Few participants (25%) agreed on objective criteria for grading and monitoring exercise intensity, such as resistance, training time or heart rate monitoring, while many PTs (66%), especially those without additional neurorehabilitation training, preferred perceptions of stroke survivors on fatigue, shortness of breath, or feeling. Perceived exertion was a commonly used method of monitoring exercise. Other indicators used, especially by PTs with additional experience included heart rate, blood oxygen saturation, blood pressure and clinical symptoms such as chest indrawing, breathlessness, dyspnea, sweating and skin coloration. The reported monitoring equipment were heart rate monitors, pulse oximeters and stopwatches. The number of repetitions and variation of exercises were the most widely used intensity grading methods.

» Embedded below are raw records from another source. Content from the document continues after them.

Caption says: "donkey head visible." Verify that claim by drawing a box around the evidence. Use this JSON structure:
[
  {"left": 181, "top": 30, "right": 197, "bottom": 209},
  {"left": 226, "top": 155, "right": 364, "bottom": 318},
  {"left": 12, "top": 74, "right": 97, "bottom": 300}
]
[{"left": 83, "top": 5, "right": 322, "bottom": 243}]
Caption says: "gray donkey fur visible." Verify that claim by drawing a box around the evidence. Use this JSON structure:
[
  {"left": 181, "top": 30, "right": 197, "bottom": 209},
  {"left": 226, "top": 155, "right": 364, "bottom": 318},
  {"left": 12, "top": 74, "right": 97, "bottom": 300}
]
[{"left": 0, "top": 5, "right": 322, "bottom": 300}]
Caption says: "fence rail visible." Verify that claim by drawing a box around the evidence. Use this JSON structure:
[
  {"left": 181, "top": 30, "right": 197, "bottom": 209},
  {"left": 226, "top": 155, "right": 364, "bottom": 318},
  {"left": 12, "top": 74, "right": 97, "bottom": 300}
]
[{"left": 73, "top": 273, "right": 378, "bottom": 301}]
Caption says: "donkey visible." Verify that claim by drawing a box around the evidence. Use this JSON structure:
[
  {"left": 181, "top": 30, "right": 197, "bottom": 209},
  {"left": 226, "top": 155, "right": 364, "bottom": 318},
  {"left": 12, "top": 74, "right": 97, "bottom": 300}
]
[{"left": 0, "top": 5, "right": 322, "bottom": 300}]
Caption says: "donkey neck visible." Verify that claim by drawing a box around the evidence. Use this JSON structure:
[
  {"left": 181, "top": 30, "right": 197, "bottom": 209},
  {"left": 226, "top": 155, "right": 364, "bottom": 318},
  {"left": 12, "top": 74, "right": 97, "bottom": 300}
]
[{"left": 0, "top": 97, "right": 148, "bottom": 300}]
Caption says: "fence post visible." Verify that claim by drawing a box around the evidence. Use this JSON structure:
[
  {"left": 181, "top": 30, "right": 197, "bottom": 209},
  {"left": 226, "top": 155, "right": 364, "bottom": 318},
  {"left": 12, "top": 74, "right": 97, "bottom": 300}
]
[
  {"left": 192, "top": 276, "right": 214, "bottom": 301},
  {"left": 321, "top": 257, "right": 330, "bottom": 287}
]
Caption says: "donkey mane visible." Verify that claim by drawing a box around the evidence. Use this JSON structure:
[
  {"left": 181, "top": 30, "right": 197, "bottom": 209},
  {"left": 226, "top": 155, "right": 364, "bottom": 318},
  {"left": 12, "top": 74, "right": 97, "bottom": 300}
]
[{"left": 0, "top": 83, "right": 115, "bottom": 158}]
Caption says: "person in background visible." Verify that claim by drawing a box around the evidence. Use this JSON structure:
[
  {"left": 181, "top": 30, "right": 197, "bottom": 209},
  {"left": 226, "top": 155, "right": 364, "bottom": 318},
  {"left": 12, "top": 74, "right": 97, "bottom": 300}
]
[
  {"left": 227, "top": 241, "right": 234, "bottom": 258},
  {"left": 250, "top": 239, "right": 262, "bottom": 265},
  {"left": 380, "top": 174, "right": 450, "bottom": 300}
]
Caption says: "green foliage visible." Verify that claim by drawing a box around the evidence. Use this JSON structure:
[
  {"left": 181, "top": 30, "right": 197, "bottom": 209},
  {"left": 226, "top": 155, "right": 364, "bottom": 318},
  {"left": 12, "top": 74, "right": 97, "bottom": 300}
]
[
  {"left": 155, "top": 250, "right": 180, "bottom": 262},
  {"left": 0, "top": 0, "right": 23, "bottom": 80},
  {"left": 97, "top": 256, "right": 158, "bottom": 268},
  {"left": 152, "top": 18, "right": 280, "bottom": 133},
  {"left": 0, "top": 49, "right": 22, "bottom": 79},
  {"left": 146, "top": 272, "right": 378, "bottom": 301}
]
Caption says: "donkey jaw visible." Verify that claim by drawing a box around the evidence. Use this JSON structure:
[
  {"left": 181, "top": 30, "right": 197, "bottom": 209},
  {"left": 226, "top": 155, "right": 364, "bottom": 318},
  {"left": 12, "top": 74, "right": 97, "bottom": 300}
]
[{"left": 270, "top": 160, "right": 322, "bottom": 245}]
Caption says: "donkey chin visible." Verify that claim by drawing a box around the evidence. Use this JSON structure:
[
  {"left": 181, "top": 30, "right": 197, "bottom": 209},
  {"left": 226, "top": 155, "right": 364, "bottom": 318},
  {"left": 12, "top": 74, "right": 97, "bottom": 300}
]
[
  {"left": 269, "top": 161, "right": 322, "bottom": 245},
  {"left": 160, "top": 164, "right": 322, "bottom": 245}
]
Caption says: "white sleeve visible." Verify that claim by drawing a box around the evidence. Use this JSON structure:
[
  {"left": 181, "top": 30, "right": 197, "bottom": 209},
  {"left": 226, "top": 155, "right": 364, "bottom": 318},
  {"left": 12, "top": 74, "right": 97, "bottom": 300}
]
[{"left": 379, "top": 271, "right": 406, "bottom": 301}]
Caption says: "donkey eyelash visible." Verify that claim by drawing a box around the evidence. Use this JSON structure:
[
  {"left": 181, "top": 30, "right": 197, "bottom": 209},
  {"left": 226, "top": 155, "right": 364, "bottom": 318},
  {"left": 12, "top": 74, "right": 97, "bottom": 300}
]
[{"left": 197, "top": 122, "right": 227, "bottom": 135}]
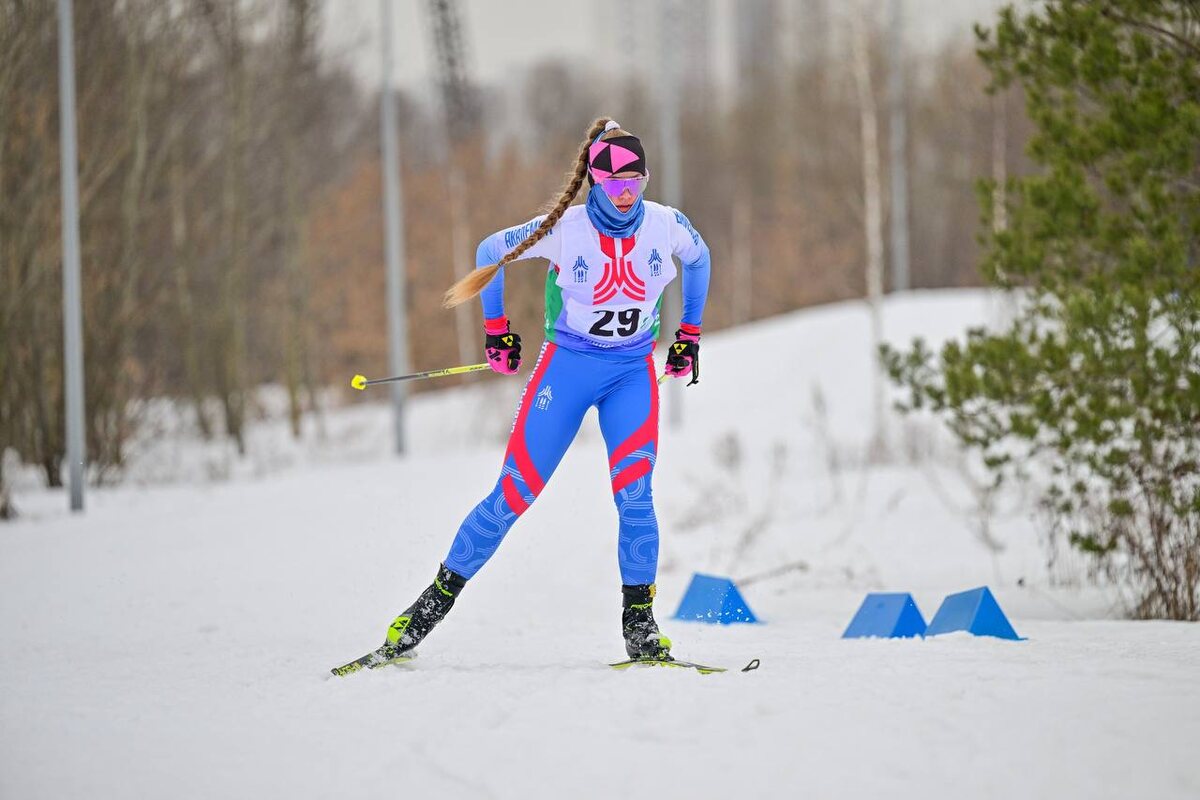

P1, a 46-year-old man with 29 years’ experience, and P3 a 48-year-old woman with 27 years’ experience, all reported that it’s important to use objective tools for exercise monitoring. P1 said: “So, I use the Borg scale most often, heart rate monitors sometimes for heart rate, I look at breathlessness, also a stopwatch of course is sometimes necessary.” P3 stated: “We have an oxygen monitor, …. We also have a blood pressure monitor. So, we check blood oxygen saturation, heart rate and blood pressure”.
Modality of training and equipment for exercise training.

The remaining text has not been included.